Simulation games give students a rare understanding of how historical events were experienced by those at the time.
That is the view of Michael Barnhart, distinguished teaching professor of history at Stony Brook University in New York state, who has long used such games in his classes. They require students to read up about particular historical characters, role-play them in interactions with others – often bringing red shirts or cigars if they are representing Soviet leaders or Churchill – and then produce journals about what they learned.
Even now, Professor Barnhart told Times Higher Education, he was “still in a small minority in my own department”, where most colleagues were “sceptical about the utility of the entire approach...It seemed impossible that students could be learning anything useful if they were having fun.”
Yet today, as Professor Barnhart argues in his newly published Can You Beat Churchill?: Teaching History through Simulations (Cornell University Press), “There is a quiet revolution under way in how history is taught...This book hopes to make it a noisy one.”
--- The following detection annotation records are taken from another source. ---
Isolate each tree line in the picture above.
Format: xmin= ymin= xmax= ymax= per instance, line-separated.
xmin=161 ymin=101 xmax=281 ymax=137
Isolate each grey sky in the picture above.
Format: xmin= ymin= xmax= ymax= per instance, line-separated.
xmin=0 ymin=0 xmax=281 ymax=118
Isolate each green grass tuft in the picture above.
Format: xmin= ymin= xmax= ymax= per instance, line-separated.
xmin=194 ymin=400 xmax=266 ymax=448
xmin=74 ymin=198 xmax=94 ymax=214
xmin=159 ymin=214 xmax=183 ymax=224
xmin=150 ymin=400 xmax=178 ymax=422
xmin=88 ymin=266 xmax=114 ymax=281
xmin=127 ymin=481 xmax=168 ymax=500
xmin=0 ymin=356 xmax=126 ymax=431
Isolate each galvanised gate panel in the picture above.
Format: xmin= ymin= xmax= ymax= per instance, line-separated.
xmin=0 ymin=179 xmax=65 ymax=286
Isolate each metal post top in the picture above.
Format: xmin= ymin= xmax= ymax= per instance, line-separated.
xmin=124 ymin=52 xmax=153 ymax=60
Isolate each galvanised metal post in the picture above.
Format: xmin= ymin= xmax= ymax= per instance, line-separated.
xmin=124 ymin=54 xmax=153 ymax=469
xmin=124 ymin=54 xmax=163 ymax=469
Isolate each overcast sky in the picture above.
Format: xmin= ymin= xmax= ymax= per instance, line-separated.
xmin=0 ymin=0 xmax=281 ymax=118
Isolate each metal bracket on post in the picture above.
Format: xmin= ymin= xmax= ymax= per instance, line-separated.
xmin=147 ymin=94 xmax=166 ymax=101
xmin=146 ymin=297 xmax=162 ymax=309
To encourage more lecturers to make use of existing simulations and even develop their own, he draws on examples of “roleplaying games” developed by the Reacting to the Past project at Barnard College of Columbia University in New York, exploring everything from the trial of Galileo to the debates about “suffrage, labour and the New Woman” in New York’s Greenwich village in 1913. He also refers to his own simulation, Great Power Rivalries 1936-1947, offered over a whole seminar alongside lectures on the same theme.
Can You Beat Churchill? examines the practical and emotional challenges of using simulations, and tricky issues around assessment and allocating roles, including who gets to play Hitler. But where does Professor Barnhart see the advantages in such methods?
Their chief value, he replied, was that they taught students that “history is not a timeline where events were fixed in stone” – and can be regurgitated in tests – since the characters they are playing “didn’t know what was going to happen”.
As an example, Professor Barnhart pointed to debates about the origins of the Second World War. There was a standard narrative, largely developed by Winston Churchill – and still widely evoked by politicians warning about “appeasement” – that his predecessor as prime minister, Neville Chamberlain, was “a coward or an idiot who made consistently bad decisions and ignored the rise of Hitler”. When lecturing on the subject, Professor Barnhart had “a terrible time” trying to get students to consider a more nuanced view of Chamberlain. In a simulation, however, “the students on the British team, particularly the one representing Chamberlain, will come up with lots of reasons why it was perfectly understandable and even right for him to make the decisions he did”.
Simulations, in Professor Barnhart’s view, could help build empathy. His book cites the case of “an Arab American student who played Himmler” and later “confess[ed] that he had never understood Jewish sensitivities until he had figuratively put on his SS uniform”.
Furthermore, Professor Barnhart went on, because simulations inevitably give students a sense that “they do not know what is going to happen next”, this leads them to “study the information available to them more intensely” to “find out what actually happened”. This not only made them better historians, he believed, but “better analysts of the decisions, personal and larger, they face in their everyday lives”.